Creeping silence

It is not new to hear about the curbed academic freedom in Pakistan. What is somewhat new is the frequency with which lecturers, professors, researchers, students, and even writers feel threatened now in both private and public-sector universities. These threats are of multiple nature and presumably emanate from various quarters.
For Pakistan, it is essential that people everywhere are encouraged – and especially young people – to think critically and come up with ways to tackle the problems that have darkened the lives of so many in the country. Social inequality, bigotry, ethnic division and other kinds of hate are problems which we simply cannot ignore for long. Yet people who are able to effectively convey the meaning of critical thinking and dissent, in many nations, are being weeded out of Pakistan’s universities and possibly the country. Pervez Hoodbhoy, Alamgir Wazir, Ammar Ali Jan, Junaid Hafeez, Mashal Khan, Mohammad Hanif, Sajid Soomro, and Zaigham Abbas are prime examples of that. Each one of these represents a different case but collectively they showcase the increasing intolerance in Pakistani society, and stifling academic suffocation on campuses.
It is now global knowledge about how Dr Pervez Hoodbhoy spent almost all his life dedicating himself to the thankless job of trying to teach in a public-sector university in Pakistan. Apart from the usual challenges, Dr Hoodbhoy also stood steadfast over the years regarding the lack of a proper approach when it comes to the country’s education policies. And now – as per reports on social media – he finds his contract will not be renewed by FC College, where he was employed.
We have also seen how the much younger Prof Ammar Ali Jan has been hounded from not one, but three educational institutions. Jan, who holds a doctorate from Cambridge University in History, had returned to the country solely for the purpose of teaching at public-sector universities and encouraging young people to develop a capacity for critical thinking – a skill that Pakistan’s system specializes in killing.
Mohammad Hanif, ace writer, journalist and one of the best Pakistan had to offer was also not spared. If it’s not attempts to curtail his books, it’s about him being asked not to continue teaching at a university. Then, the country has the tragic case of Junaid Hafeez, a Fulbright scholar, who has been languishing in jail in solitary confinement since 2013 on blasphemy charges that he denies in totality. Mashal Khan was lynched after being brutally attacked by a group of students on his campus in Mardan in 2017. Sajid Soomro is a professor and Sindhi nationalist who has been voicing his concerns at the way Sindhi activists are being forcibly ‘disappeared’.
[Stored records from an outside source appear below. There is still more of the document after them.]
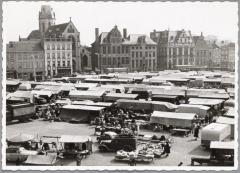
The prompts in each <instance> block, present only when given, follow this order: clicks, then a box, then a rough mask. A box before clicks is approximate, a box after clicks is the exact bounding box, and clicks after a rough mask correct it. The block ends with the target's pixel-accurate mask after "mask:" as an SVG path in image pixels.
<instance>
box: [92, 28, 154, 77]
mask: <svg viewBox="0 0 240 173" xmlns="http://www.w3.org/2000/svg"><path fill="white" fill-rule="evenodd" d="M95 35H96V40H95V42H94V43H93V44H92V48H93V54H92V57H93V59H94V60H93V62H94V63H93V66H94V67H95V68H98V69H99V70H100V71H102V72H103V71H104V70H105V69H106V68H121V67H125V68H127V69H128V71H143V70H146V71H153V70H155V69H156V67H155V65H154V64H156V62H155V61H156V43H155V42H153V41H152V40H151V39H150V38H149V37H148V36H146V35H142V34H132V35H129V36H128V37H127V30H126V29H123V35H122V34H121V32H120V31H119V30H118V28H117V26H115V27H114V28H113V29H112V30H111V31H110V32H102V33H101V34H100V35H99V30H98V28H96V30H95Z"/></svg>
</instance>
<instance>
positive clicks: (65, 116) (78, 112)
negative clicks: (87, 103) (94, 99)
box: [60, 105, 104, 123]
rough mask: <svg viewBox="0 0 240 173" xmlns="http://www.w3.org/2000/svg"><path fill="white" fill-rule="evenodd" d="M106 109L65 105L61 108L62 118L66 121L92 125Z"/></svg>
mask: <svg viewBox="0 0 240 173" xmlns="http://www.w3.org/2000/svg"><path fill="white" fill-rule="evenodd" d="M103 110H104V107H97V106H86V105H65V106H63V107H62V108H61V113H60V118H61V119H62V120H64V121H76V122H80V123H90V122H91V121H93V120H94V119H95V118H96V117H98V116H99V115H100V114H102V112H103Z"/></svg>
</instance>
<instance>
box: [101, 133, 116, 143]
mask: <svg viewBox="0 0 240 173" xmlns="http://www.w3.org/2000/svg"><path fill="white" fill-rule="evenodd" d="M115 136H117V133H115V132H111V131H108V132H104V133H103V135H101V136H99V137H97V141H98V142H99V143H101V141H103V140H112V139H113V138H114V137H115Z"/></svg>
The fault it seems is in the fact that each one of these people have tried to encourage students to think, to use their rationality, to go against established opinion and to come up with their own ideas. That seems to be an unforgivable crime in the Muslim majority country. If the Imran Khan-run government keep removing such bright and highly qualified teachers and discourage students from asking questions, who will we be hiring in their place? This consistent attack on academic freedom comes in the midst of an increasingly stifled media and a global challenge of fake news. In the end, we may just be left with a deafening silence that consumes us all.